Maize, with the scientific name Zea mays, is a tall stout grass that produces cereal grain. It is called corn in North American English. The name maize is preferred in formal, scientific, and international usage because it refers specifically to this one grain, while corn has varied meanings by region.
Where and when was maize first domesticated?
Maize was domesticated by indigenous peoples in southern Mexico about 9,000 years ago from wild teosinte. The likely location of early domestication is the middle part of the short Balsas River valley in Mexico's southwestern highlands.
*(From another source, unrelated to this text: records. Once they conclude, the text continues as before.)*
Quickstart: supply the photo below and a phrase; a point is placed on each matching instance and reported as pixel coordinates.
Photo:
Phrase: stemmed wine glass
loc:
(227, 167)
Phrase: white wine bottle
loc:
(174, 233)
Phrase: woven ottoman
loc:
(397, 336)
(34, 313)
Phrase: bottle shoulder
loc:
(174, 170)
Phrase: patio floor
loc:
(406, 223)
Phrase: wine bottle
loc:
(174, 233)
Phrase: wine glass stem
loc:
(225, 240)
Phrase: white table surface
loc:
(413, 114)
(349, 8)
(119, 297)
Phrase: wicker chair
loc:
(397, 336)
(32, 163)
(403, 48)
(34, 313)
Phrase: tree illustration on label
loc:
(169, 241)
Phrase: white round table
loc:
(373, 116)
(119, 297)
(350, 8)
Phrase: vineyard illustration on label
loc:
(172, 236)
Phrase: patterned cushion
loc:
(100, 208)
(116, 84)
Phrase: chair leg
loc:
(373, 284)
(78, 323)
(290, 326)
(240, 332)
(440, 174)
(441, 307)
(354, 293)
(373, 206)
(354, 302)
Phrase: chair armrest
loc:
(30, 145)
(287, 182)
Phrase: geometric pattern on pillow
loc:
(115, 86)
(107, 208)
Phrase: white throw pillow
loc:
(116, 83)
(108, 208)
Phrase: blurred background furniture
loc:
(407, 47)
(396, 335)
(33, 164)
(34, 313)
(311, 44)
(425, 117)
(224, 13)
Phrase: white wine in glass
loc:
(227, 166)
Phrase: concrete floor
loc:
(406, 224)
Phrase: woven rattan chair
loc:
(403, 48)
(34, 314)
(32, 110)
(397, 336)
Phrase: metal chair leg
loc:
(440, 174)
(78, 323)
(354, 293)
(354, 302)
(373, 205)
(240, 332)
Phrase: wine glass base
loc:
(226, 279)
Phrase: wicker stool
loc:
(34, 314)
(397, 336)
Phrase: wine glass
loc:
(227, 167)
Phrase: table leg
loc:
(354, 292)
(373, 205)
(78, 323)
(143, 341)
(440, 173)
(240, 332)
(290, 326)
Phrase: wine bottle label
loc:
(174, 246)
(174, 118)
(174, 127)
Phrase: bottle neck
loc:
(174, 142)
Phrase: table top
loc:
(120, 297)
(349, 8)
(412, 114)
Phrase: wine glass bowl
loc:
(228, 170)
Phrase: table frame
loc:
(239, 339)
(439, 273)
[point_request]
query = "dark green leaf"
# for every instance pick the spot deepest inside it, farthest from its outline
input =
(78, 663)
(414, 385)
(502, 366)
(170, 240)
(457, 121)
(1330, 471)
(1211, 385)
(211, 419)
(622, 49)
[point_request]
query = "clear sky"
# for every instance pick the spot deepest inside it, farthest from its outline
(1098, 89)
Genetic work by Doebley and colleagues in 2002 showed maize was domesticated only once.
How much maize does the world produce?
In 2020, total world maize production was 1.16 billion tonnes, more than any other grain and exceeding both wheat and rice. The United States led with 31.0 percent of the total, and China produced 22.4 percent.
Why does eating only maize cause the disease pellagra?
Maize contains the B vitamin niacin, but the body cannot absorb it unless an alkali frees it through a process called nixtamalization. When Europeans adopted maize without this alkali treatment, the lack of available niacin caused pellagra. The disease disappeared in the developed world once alkali processing and dietary variety were applied.
What pests and diseases threaten maize crops?
The European corn borer and corn rootworms each cause about a billion dollars in annual losses in the United States. Other serious pests include the fall armyworm and the maize weevil. In 2022, the most damaging U.S. disease was tar spot, which caused losses of 116.8 million bushels.
How is maize used as food and other products?
Maize is a staple food used in Mexican tortillas and tamales, Italian polenta, and American hominy grits. It is also processed into cornstarch, high fructose corn syrup, corn oil, and bourbon whiskey. Beyond food, it serves as animal feed, a feedstock for ethanol fuel, and a base for plastics, fabrics, and adhesives.